On assiste à de nombreuses scènes pornographiques. Yslaire veut choquer. Et il réussit : pénétrations, fellations... Les tableaux sont sauvages ! Mais en prenant du recul, on observe qu’on est finalement plus outré de voir ces étreintes dessinées que les images réelles qui sont bien entendu largement plus insoutenables : celle d’une guerre d’intérêts menée par des chefs d’état sans scrupules.
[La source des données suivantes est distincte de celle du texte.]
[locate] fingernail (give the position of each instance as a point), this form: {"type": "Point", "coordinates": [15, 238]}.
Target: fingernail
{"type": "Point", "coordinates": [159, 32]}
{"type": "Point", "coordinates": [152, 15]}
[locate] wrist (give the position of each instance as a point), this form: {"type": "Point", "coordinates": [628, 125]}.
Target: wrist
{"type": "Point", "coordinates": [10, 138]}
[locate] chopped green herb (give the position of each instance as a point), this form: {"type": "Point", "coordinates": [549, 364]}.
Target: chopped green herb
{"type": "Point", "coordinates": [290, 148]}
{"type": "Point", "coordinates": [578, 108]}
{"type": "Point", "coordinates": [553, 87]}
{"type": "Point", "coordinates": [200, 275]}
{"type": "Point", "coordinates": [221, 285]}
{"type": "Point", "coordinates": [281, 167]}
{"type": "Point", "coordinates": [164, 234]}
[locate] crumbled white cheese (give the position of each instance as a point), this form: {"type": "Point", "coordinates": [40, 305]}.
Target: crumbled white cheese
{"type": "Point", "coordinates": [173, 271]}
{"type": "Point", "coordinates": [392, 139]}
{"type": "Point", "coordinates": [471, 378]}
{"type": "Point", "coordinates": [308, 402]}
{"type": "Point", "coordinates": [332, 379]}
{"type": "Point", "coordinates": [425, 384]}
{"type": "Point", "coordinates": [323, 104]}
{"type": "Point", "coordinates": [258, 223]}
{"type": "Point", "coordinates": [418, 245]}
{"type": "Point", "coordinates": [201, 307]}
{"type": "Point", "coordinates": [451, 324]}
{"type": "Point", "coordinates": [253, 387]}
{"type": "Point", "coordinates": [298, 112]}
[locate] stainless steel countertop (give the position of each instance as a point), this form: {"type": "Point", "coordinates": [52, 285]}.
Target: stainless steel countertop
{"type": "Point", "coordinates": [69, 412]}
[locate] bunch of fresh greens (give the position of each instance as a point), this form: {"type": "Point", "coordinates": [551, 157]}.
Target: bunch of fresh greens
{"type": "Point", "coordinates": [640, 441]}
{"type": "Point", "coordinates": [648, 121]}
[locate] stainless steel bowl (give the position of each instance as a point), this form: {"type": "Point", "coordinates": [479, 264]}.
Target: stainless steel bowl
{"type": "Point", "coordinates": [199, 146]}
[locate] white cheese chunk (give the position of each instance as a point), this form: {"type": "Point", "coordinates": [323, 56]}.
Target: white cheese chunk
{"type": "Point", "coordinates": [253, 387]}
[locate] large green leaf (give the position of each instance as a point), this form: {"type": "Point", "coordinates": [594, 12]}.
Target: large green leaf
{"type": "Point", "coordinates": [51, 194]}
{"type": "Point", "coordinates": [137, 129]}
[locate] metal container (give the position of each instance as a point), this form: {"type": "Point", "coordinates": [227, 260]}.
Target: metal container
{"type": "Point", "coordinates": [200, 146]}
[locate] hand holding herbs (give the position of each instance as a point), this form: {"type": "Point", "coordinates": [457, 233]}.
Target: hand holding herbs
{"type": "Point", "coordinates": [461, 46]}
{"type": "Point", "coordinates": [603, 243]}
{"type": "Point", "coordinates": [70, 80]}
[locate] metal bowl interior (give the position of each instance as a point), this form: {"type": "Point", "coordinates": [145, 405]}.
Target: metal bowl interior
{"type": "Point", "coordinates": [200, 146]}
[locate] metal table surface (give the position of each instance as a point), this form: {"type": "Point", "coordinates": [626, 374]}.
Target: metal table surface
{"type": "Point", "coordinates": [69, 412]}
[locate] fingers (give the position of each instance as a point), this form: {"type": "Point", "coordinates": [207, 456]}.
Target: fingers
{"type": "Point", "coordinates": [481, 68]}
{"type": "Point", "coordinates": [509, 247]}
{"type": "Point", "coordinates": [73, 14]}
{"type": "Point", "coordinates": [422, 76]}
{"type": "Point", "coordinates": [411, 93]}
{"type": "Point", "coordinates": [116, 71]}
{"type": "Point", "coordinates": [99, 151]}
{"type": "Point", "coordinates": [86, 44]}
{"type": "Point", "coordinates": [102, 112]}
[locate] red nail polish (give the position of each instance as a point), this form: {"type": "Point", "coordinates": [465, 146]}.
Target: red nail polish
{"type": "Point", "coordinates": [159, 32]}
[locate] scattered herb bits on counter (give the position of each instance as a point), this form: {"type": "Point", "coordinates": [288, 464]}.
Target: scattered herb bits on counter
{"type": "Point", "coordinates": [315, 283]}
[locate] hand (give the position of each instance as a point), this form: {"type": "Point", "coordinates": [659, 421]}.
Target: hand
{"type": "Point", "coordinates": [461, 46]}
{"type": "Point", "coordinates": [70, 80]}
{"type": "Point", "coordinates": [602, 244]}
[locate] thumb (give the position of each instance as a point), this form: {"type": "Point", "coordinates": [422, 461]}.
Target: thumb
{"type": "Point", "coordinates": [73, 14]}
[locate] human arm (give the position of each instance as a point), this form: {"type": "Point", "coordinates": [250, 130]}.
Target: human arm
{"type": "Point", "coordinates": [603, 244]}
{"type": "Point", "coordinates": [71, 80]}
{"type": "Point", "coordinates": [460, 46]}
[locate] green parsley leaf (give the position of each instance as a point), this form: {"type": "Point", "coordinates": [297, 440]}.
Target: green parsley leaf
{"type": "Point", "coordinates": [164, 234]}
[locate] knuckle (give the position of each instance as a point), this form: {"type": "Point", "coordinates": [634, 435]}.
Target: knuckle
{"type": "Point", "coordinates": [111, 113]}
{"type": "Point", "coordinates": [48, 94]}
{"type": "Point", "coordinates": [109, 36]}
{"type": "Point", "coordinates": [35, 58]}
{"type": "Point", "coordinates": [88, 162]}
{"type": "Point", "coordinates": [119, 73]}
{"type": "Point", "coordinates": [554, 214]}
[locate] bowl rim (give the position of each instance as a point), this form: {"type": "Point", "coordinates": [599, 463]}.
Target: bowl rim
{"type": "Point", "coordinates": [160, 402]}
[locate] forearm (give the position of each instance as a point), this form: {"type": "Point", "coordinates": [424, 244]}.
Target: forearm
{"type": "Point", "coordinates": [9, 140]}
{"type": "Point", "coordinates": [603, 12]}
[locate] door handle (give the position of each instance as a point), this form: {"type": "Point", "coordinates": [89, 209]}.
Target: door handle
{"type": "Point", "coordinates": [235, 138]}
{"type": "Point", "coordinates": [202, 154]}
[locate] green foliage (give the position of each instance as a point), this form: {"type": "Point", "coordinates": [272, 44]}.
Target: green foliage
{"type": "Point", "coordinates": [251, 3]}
L’artiste fait naturellement référence à John Lennon en utilisant les paroles de la superbe chanson "Imagine" ; paroles qui viennent logiquement illustrer le message qu’il veut transmettre avec les moyens qu’il a (la BD) : Make love, not war.
On ressort bouleversé de cette lecture. On est secoué tout du long, mais l’issue est si belle (si utopique ?) qu’on en oublie les a-priori sur la manière originale à laquelle Yslaire a eu recours pour nous y conduire. Et on ressort de cette expérience avec non seulement envie de le remercier pour son initiative, mais également avec ce désir d’un monde meilleur qui serait tellement possible si chacun regardait sincèrement ce qui est le plus important dans la vie.